Scientists have identified an enzyme that can help control inflammation and may pave the way for non-addictive painkillers which produce few side effects.
Millions of people suffer from substance abuse disorders related to opioid use for pain relief, and thousands die as a result of drug abuse involving opioids and related drugs, researchers said.
As the problem amplifies, researchers are seeking non-addictive chronic pain treatment options that produce few or no negative side effects. Ken Hsu, a professor at the University of Virginia in the US, and his graduate student, Myungsun Shin, identified an enzyme that “chews up fat” molecules to produce chemical signals that control inflammation.
The naturally occurring enzyme, called diacylglycerol lipase-beta (DAGL-b), is a possible new drug target for reducing pain. Hsu developed selective molecules that inhibit DAGL-b and reduce inflammation, similarly to aspirin and other non-steroidal anti-inflammatory drugs, or NSAIDS.
However, unlike NSAIDs, DAGL-b inhibitors can provide pain relief without gastrointestinal toxicity in preclinical models when used over a long term. Unlike opioids, DAGL-b inhibitors do not exhibit addictive properties.
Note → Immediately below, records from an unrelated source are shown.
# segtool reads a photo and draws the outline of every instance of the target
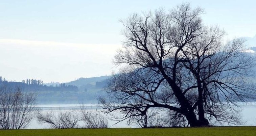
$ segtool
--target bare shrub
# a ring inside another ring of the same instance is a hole
[[[87,128],[107,128],[108,119],[105,116],[97,111],[88,110],[83,104],[80,105],[81,120]]]
[[[21,88],[0,86],[0,129],[27,128],[34,117],[37,95],[22,92]]]
[[[60,110],[56,114],[52,110],[45,113],[39,111],[37,117],[39,123],[48,124],[53,129],[76,128],[78,127],[77,122],[80,120],[78,115],[73,110],[62,111]]]

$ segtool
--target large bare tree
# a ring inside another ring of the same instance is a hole
[[[158,107],[170,113],[170,125],[241,123],[230,113],[255,94],[248,79],[254,60],[243,51],[244,39],[225,42],[224,32],[204,25],[203,12],[184,4],[121,21],[123,48],[115,62],[122,68],[99,99],[106,113],[121,112],[115,119],[130,121]]]

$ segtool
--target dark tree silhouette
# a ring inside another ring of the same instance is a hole
[[[225,32],[204,25],[203,13],[184,4],[121,21],[125,40],[115,62],[124,68],[99,99],[105,113],[121,111],[115,119],[130,121],[158,107],[168,111],[170,125],[241,123],[233,113],[255,94],[248,79],[254,60],[243,52],[243,39],[224,43]]]

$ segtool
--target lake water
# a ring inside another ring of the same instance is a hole
[[[243,104],[241,108],[241,114],[242,118],[245,121],[247,121],[245,126],[256,126],[256,102],[251,103],[247,105]],[[100,109],[97,104],[86,104],[84,106],[87,109],[89,110],[96,110],[98,111]],[[46,112],[52,111],[54,113],[57,113],[60,110],[65,111],[70,110],[79,110],[79,105],[77,104],[50,104],[40,105],[38,105],[39,108],[42,110],[42,112]],[[126,121],[124,121],[115,124],[117,122],[109,120],[109,127],[111,128],[136,128],[137,127],[134,125],[132,124],[130,126],[127,125]],[[78,125],[83,126],[84,124],[83,121],[78,122]],[[36,119],[34,118],[30,123],[28,129],[45,129],[50,128],[49,126],[46,124],[40,124],[37,122]]]

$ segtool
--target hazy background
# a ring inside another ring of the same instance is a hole
[[[0,0],[0,76],[9,81],[67,82],[110,75],[121,48],[119,19],[177,0]],[[205,9],[205,23],[218,24],[227,38],[246,37],[256,46],[253,0],[183,1]]]

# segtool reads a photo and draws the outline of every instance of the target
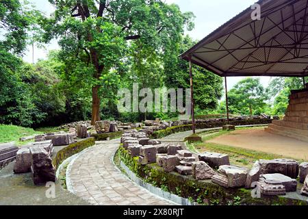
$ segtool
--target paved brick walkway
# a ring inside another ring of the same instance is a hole
[[[137,185],[114,164],[118,140],[97,142],[71,164],[74,193],[91,204],[101,205],[174,205]]]

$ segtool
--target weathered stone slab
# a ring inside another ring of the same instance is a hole
[[[180,159],[176,155],[167,155],[161,158],[162,167],[167,172],[175,170],[175,167],[180,164]]]
[[[14,161],[18,151],[14,142],[0,144],[0,168]]]
[[[77,136],[79,138],[86,138],[88,136],[88,128],[86,125],[79,124],[77,127]]]
[[[123,147],[127,149],[130,146],[139,145],[139,141],[138,140],[127,140],[123,142]]]
[[[260,164],[259,162],[256,162],[253,166],[253,168],[249,171],[247,175],[247,179],[246,181],[246,188],[253,188],[252,183],[259,181],[260,177]]]
[[[197,180],[209,179],[216,175],[216,172],[205,162],[192,163],[192,176]]]
[[[233,125],[227,125],[222,127],[222,130],[224,131],[234,131],[235,130],[235,127]]]
[[[177,166],[175,170],[181,175],[191,175],[192,174],[192,168],[189,166]]]
[[[116,123],[110,123],[110,132],[117,132],[118,131],[118,125]]]
[[[160,167],[162,166],[162,158],[164,157],[168,156],[167,154],[157,153],[156,154],[156,164]]]
[[[103,133],[110,131],[110,121],[98,121],[95,123],[95,130],[97,133]]]
[[[180,145],[172,145],[170,144],[168,146],[168,155],[175,155],[177,153],[177,151],[182,150],[182,147]]]
[[[308,162],[300,164],[299,166],[299,177],[300,183],[303,183],[308,175]]]
[[[211,180],[225,188],[244,187],[247,178],[247,170],[246,168],[237,166],[220,166],[218,174],[213,176]]]
[[[157,150],[153,145],[146,145],[140,147],[141,164],[153,164],[156,162]]]
[[[292,179],[296,179],[298,176],[299,164],[293,159],[261,159],[259,164],[261,174],[281,173]]]
[[[300,194],[304,196],[308,196],[308,176],[306,177],[306,179],[304,181],[304,186],[300,191]]]
[[[177,151],[177,153],[181,157],[192,157],[192,153],[188,150],[179,150]]]
[[[139,157],[140,155],[140,147],[142,145],[134,145],[134,146],[129,146],[127,149],[129,151],[129,155],[132,157]]]
[[[285,187],[280,181],[266,180],[260,177],[259,180],[260,192],[267,196],[285,195]]]
[[[296,192],[297,188],[297,181],[291,177],[283,175],[280,173],[261,175],[260,178],[266,182],[279,182],[285,188],[285,192]]]
[[[149,145],[157,145],[157,144],[161,144],[162,142],[159,141],[158,140],[150,140],[148,142]]]
[[[44,136],[43,140],[51,140],[53,146],[68,145],[76,142],[76,136],[73,134],[56,134]]]
[[[168,153],[168,144],[156,144],[155,146],[157,149],[158,153]]]
[[[14,173],[25,173],[31,172],[31,156],[30,149],[22,148],[18,150],[14,164]]]
[[[183,161],[185,162],[196,162],[196,157],[179,157],[179,159],[181,161]]]
[[[47,152],[42,147],[30,148],[31,155],[31,169],[35,185],[55,181],[55,171],[52,160]]]
[[[213,168],[217,168],[223,165],[230,165],[228,155],[206,152],[199,155],[198,157],[199,161],[205,162]]]
[[[150,139],[149,138],[139,138],[139,144],[142,146],[149,145],[149,141]]]

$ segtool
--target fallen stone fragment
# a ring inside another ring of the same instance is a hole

“This could be a new route to treating long-term inflammation and pain without the side effects of toxicity and risk of addiction observed with current treatment options,” Hsu said in a statement.
“Generally, if we block inflammation, we also affect the immune response. But we’re suggesting a different approach, one where we can stop inflammation without impacting the normal immune response,” said Hsu.
The research, published in the journal Cell Chemical Biology, demonstrate that DAGL-b inhibitors are highly effective at reducing different pain states, including neuropathic pain and chemotherapy-induced peripheral neuropathy.
In the study, the Hsu lab uncovered a new role for DAGL-b in dendritic cells, a specialised type of innate immune cell that not only controls inflammation, but can also activate our body’s ability to fight infections by stimulating T cells, which produce an immune response.
“We found that by blocking DAGL-b, we can stop inflammation without affecting immunity,” Hsu said. “This supports the idea that DAGL-b is a viable target for long-term blockade of inflammation and pain without potentially compromising our immune system,” he said.